Statistical Analysis of Neutrophil Chemotaxis and A. fumigatus Killing
Image analysis of cell migration counts and fungi growth was analyzed by hand using Image J software. Neutrophils in each chamber were counted every 15 min for the first 2 h of the experiment and then every hour for the remaining 16 h. Percentage of conidia to convert to hyphal growth was measured by counting conidia loaded per chamber before neutrophils or WBCs are loaded into the chamber and counting numbers of these conidia that grow hyphae by 18 h. Fungal growth velocity was calculated using Image J. For experiments with neutrophils from transplant patients, the 16 chambers in each device (n = 3) were analyzed for at least three different healthy donors. Data was analyzed for statistical significance using paired two-tailed t-tests. For zebrafish experiments, data was tested for normality using the D'Agostino & Pearson normality test. Normally distributed data was analyzed using two-tailed unpaired t-tests for pairwise comparisons, or ordinary one-way ANOVA with Tukey's multiple comparisons test. Non-normal data was compared using Kruskal-Wallis test for multiple comparisons. All statistical analysis was performed using Prism Version 7.0a (GraphPad).
Ethics Statement
De-identified fresh blood samples (volume, 10 mL) obtained from healthy volunteers aged ≥18 years who were not receiving immunosuppressant agents were purchased from Research Blood Components. Blood samples were collected from kidney transplant recipients at Massachusetts General Hospital (MGH). Venous blood samples from healthy volunteers were collected by phlebotomy, after receipt of written informed consent, and the procedures described below were approved by the MGH Institutional Review Board (protocol 2008-P-002123). Zebrafish used in this study were inoculated at 2 days post-fertilization, scored over the following 24 h, and sacrificed at the end of the third day. Microinjection of larvae was approved by the Massachusetts General Hospital Subcommittee on Research Animal Care under Protocol 2011N000127. This protocol adheres to the federal Health Research Extension Act and the Public Health Service Policy on the Humane Care and Use of Laboratory Animals, overseen by the National Institutes of Health (NIH) Office of Laboratory Animal Welfare (OLAW).
Author Contributions
CJ and FE performed experiments. AR, KF, KJ, JB, MS, JM, JV, and HW provided reagents and oversight. DI provided direct supervision of the work.
Funding
Funding support for this project was provided in part by Cidara Therapeutics and grants from the National Institute of Health: EB002503 and GM092804. The funders had no role in study design, data collection and analysis, decision to publish, or preparation of the manuscript.

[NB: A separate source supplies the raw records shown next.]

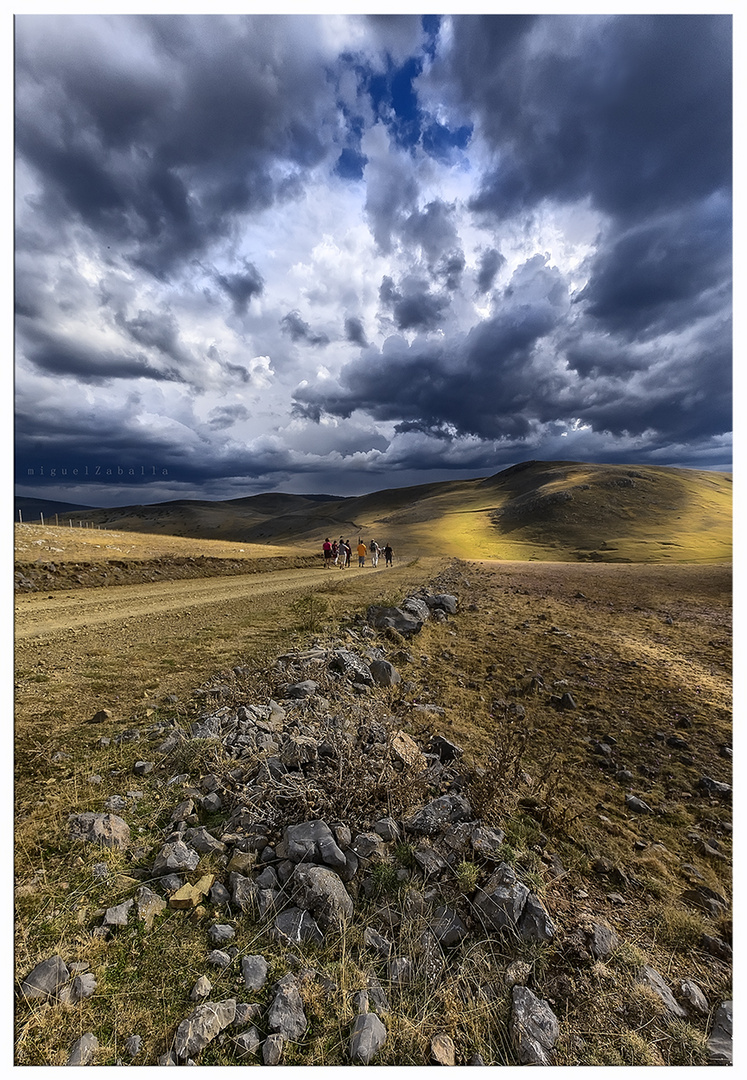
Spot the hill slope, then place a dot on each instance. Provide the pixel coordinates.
(538, 510)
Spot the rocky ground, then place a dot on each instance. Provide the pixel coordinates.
(314, 865)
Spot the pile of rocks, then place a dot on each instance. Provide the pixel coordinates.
(300, 868)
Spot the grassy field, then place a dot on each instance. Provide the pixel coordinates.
(643, 649)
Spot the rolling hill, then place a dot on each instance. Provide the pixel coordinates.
(537, 510)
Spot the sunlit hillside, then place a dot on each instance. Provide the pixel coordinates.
(538, 510)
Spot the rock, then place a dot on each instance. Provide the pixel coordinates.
(535, 923)
(149, 905)
(254, 972)
(651, 977)
(384, 673)
(83, 1051)
(500, 904)
(408, 752)
(381, 618)
(692, 997)
(133, 1045)
(637, 805)
(45, 980)
(312, 841)
(201, 988)
(388, 829)
(367, 1038)
(118, 916)
(321, 891)
(443, 1051)
(300, 690)
(351, 666)
(448, 928)
(720, 1042)
(488, 842)
(434, 818)
(247, 1043)
(107, 829)
(533, 1026)
(272, 1050)
(446, 750)
(601, 941)
(296, 926)
(286, 1014)
(207, 1021)
(175, 858)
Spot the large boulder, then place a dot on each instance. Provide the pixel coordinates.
(320, 890)
(107, 829)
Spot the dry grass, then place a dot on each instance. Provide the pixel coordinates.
(524, 636)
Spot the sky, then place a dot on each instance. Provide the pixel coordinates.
(342, 253)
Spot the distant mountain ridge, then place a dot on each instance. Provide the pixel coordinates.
(543, 510)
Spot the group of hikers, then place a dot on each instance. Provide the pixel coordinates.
(339, 553)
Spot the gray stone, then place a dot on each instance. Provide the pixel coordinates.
(107, 829)
(203, 1025)
(286, 1014)
(321, 891)
(443, 1050)
(149, 905)
(533, 1026)
(720, 1042)
(488, 842)
(254, 972)
(45, 980)
(297, 926)
(448, 928)
(637, 805)
(388, 829)
(382, 618)
(367, 1038)
(500, 904)
(118, 916)
(133, 1045)
(438, 814)
(535, 923)
(272, 1050)
(312, 841)
(601, 941)
(384, 673)
(220, 933)
(351, 666)
(83, 1051)
(372, 940)
(201, 988)
(218, 959)
(247, 1043)
(651, 977)
(693, 998)
(175, 858)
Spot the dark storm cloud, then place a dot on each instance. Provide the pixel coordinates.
(160, 156)
(300, 331)
(58, 355)
(490, 264)
(355, 332)
(664, 273)
(412, 305)
(241, 286)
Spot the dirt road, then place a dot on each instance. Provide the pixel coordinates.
(42, 616)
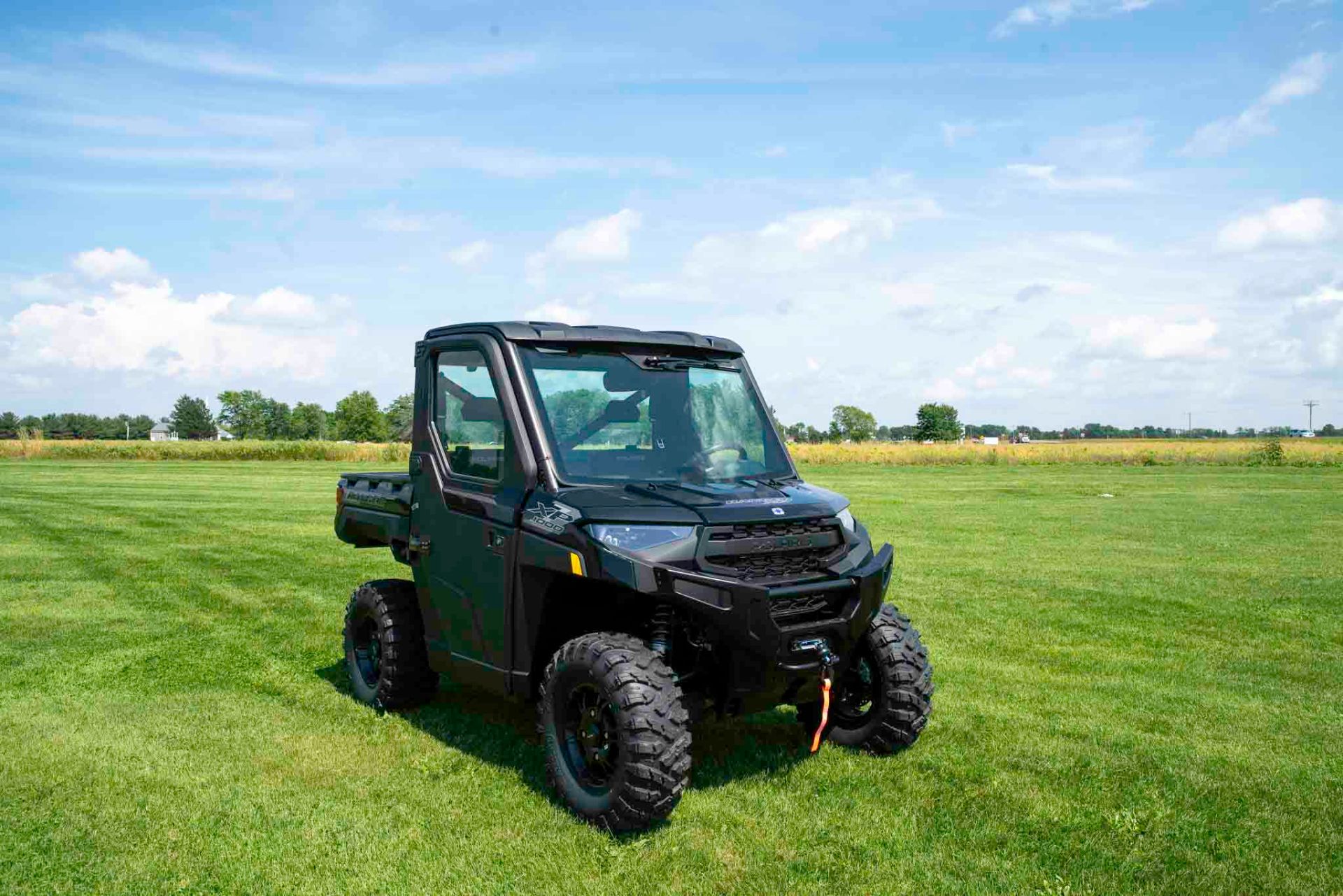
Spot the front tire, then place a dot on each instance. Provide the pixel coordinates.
(883, 700)
(385, 646)
(617, 731)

Conflict of Interest Statement
KF, KJ, and HW were cofounders of Cidara Therapeutics. KF, KJ, HW, and JB have filed for patent protection of Cloudbreak compounds.

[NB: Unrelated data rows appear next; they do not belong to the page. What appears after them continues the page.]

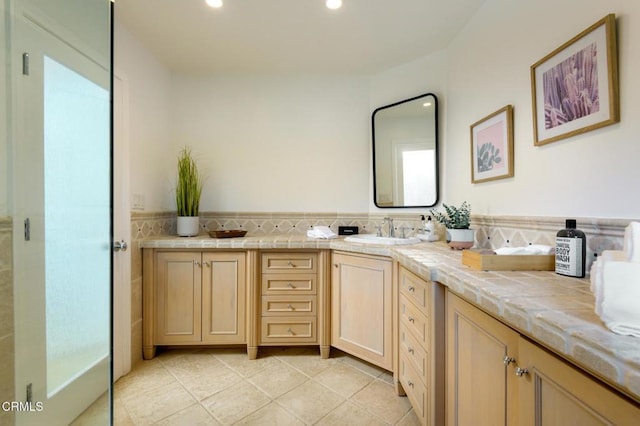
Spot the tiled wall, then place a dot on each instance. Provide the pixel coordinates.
(491, 232)
(7, 351)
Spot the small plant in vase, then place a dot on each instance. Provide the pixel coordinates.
(188, 192)
(456, 220)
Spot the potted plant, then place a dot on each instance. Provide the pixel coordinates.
(456, 220)
(188, 192)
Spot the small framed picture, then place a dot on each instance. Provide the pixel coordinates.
(575, 87)
(492, 146)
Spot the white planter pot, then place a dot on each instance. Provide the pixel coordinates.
(188, 226)
(460, 239)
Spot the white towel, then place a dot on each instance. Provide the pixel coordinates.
(632, 242)
(321, 232)
(597, 276)
(620, 308)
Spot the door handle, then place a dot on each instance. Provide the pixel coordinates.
(119, 245)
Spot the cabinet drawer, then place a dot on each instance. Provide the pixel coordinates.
(288, 305)
(415, 389)
(273, 284)
(414, 352)
(289, 262)
(414, 319)
(415, 288)
(288, 330)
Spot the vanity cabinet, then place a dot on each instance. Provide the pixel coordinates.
(362, 306)
(193, 298)
(421, 346)
(497, 377)
(293, 299)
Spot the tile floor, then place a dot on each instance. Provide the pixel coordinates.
(284, 386)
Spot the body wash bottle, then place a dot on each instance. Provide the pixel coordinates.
(571, 250)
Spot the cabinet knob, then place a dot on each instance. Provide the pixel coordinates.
(508, 360)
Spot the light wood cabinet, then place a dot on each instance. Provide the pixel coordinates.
(362, 306)
(193, 298)
(553, 392)
(293, 299)
(497, 377)
(420, 344)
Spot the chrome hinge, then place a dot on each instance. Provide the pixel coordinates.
(25, 63)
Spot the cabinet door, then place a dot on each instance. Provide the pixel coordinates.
(178, 295)
(555, 393)
(481, 388)
(361, 308)
(223, 297)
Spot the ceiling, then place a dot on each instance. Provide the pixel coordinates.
(292, 36)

The remaining authors declare that the research was conducted in the absence of any commercial or financial relationships that could be construed as a potential conflict of interest.
Acknowledgments
We would like to thank Kerry Crisalli, R.N. for assistance collecting patient blood samples, and Nida Khan for her assistance in the culture of A. fumigatus. We would also like to thank Julian Tailhades, Jennifer Payne, and Max Cryle for providing BODIPY-labeled formyl peptides, Elliott Hagedorn, and Leonard Zon for providing zebrafish lines, and David Langenau for aquarium space.
Supplementary Material
The Supplementary Material for this article can be found online at: https://www.frontiersin.org/articles/10.3389/fimmu.2019.00644/full#supplementary-material
References
1. Taccone FS, Van den Abeele AM, Bulpa P, Misset B, Meersseman W, Cardoso T, et al. Epidemiology of invasive aspergillosis in critically ill patients: clinical presentation, underlying conditions, and outcomes. Crit Care. (2015) 19:7. doi: 10.1186/s13054-014-0722-7
2. Garnacho-Montero J, Olaechea P, Alvarez-Lerma F, Alvarez-Rocha L, Blanquer J, Galvan B, et al. Epidemiology, diagnosis and treatment of fungal respiratory infections in the critically ill patient. Rev Esp Quimioter. (2013) 26:173–88.
3. Lehrnbecher T, Kalkum M, Champer J, Tramsen L, Schmidt S, Klingebiel T. Immunotherapy in invasive fungal infection–focus on invasive aspergillosis. Curr Pharm Des. (2013) 19:3689–712. doi: 10.2174/1381612811319200010
4. Herbrecht R, Denning DW, Patterson TF, Bennett JE, Greene RE, Oestmann JW, et al. Voriconazole versus amphotericin B for primary therapy of invasive aspergillosis. N Engl J Med. (2002) 347:408–15. doi: 10.1056/NEJMoa020191
5. Mariette C, Tavernier E, Hocquet D, Huynh A, Isnard F, Legrand F, et al. Epidemiology of invasive fungal infections during induction therapy in adults with acute lymphoblastic leukemia: a GRAALL-2005 study. Leuk Lymphoma. (2017) 58:586–93. doi: 10.1080/10428194.2016.1204652
6. van de Veerdonk FL, Joosten LA, Netea MG. The interplay between inflammasome activation and antifungal host defense. Immunol Rev. (2015) 265:172–80. doi: 10.1111/imr.12280
7. Coscia M, Biragyn A. Cancer immunotherapy with chemoattractant peptides. Semin Cancer Biol. (2004) 14:209–18. doi: 10.1016/j.semcancer.2003.10.008
8. Carvalho A, Cunha C, Bistoni F, Romani L. Immunotherapy of aspergillosis. Clin Microbiol Infect. (2012) 18:120–5. doi: 10.1111/j.1469-0691.2011.03681.x
9. Roilides E, Lamaignere CG, Farmaki E. Cytokines in immunodeficient patients with invasive fungal infections: an emerging therapy. Int J Infect Dis. (2002) 6:154–63. doi: 10.1016/S1201-9712(02)90104-9
10. Mehrad B, Strieter RM, Moore TA, Tsai WC, Lira SA, Standiford TJ. CXC chemokine receptor-2 ligands are necessary components of neutrophil-mediated host defense in invasive pulmonary aspergillosis. J Immunol. (1999) 163:6086–94.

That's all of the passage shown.